El mismo perfil afín ao regime informou em uma publicação anterior que a polícia flagrou dois cidadãos enquanto transportavam em uma guaranda mais de 300 libras de carne de boi, roubadas após sacrificar ilegalmente um animal na localidade de San Francisco, também em Manzanillo.
A escassez de alimentos em Cuba tem disparado esses delitos, favorecendo um mercado clandestino disposto a aproveitar qualquer oportunidade para conseguir carne, independentemente de sua procedência.
A crescente onda de sacrifícios ilegais de animais em Cuba revelou uma cadeia de crimes que se estende por diversas províncias, refletindo a desesperação diante da escassez de alimentos.
Em Gibara, um indivíduo foi preso após ter sacrificado um cavalo e estar em pleno processo de comercialização de sua carne, depois que vizinhos o denunciaram.
Poucos dias antes, também em Holguín, outro cubano foi surpreendido quando tentava livrar-se do corpo de um cavalo sacrificado, depois de transportá-lo escondido entre a vegetação até uma área boschosa.
Esses casos se somam a outros incidentes igualmente violentos, como o de um homem que tentou roubar um cavalo agredindo o dono do animal no meio da rua, mas não conseguiu seu objetivo e acabou sendo preso.
Em Holguín, também foi capturado um indivíduo acusado de sequestrar vacas de camponeses, uma modalidade delituosa cada vez mais comum em áreas rurais.
Uma das operações mais significativas foi a desarticulação de uma banda de matarifes ilegais que transportava mais de 400 libras de carne em um veículo na região leste do país.
Perguntas frequentes sobre o sacrifício ilegal de gado em Cuba
O que aconteceu em Manzanillo com a tentativa de sacrifício ilegal de um cavalo?
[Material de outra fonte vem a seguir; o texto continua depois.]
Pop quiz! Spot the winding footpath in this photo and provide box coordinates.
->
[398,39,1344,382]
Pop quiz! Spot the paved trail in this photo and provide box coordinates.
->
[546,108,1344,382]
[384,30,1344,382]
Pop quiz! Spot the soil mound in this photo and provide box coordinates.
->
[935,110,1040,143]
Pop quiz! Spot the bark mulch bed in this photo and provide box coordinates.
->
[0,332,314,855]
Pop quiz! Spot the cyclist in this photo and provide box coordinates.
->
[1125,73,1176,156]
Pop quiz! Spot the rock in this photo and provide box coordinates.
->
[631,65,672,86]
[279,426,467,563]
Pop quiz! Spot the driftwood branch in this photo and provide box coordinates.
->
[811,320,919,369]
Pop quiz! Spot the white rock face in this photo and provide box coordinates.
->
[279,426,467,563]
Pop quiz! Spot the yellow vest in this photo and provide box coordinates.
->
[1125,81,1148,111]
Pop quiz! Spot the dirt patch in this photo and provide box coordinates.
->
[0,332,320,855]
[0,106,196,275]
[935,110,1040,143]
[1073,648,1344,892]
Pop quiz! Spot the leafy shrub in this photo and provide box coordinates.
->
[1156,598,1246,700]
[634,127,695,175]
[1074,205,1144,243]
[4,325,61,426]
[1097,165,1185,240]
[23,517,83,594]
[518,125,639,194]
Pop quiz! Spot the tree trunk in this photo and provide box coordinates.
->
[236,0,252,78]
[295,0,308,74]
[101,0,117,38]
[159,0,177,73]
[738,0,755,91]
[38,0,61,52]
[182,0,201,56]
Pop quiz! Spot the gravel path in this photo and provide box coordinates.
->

Em Manzanillo, três pessoas foram capturadas enquanto tentavam sacrificar ilegalmente um cavalo. Os vizinhos alertaram as autoridades, que intervieram rapidamente para evitar o sacrifício do animal. Este incidente reflete a crescente problemática do sacrifício ilegal de gado em Cuba, impulsionada pela escassez de alimentos e pela existência de um mercado clandestino de carne.
Por que o sacrifício ilegal de gado aumentou em Cuba?
O sacrifício ilegal de gado em Cuba aumentou devido à escassez de alimentos e à crise econômica. Muitos cubanos recorrem a essas práticas para ter acesso à carne, uma vez que o mercado oficial não atende à demanda nem oferece preços acessíveis. A falta de alternativas econômicas e as restrições do Estado sobre a comercialização de carne bovina agravam a situação.
Como estão agindo as autoridades em relação ao sacrifício ilegal de gado?
As autoridades cubanas intensificaram as operações contra o abate ilegal de gado. No entanto, apesar das detenções e das severas sanções, não conseguiram frear o aumento desses delitos. Os esforços concentram-se em capturar e processar os envolvidos, mas não abordam a raiz do problema: a escassez alimentária e a falta de acesso a produtos básicos.
Quais riscos enfrentam as pessoas envolvidas no sacrifício ilegal de gado em Cuba?
Pessoas envolvidas no sacrifício ilegal de gado em Cuba enfrentam penas de prisão severas. Segundo o governo, 90% dos processados por esses crimes recebem penas de privação de liberdade, com 78% enfrentando sanções de até 15 anos. As autoridades tentam dissuadir essas práticas com julgamentos exemplares, mas a realidade econômica do país continua empurrando muitos para a ilegalidade.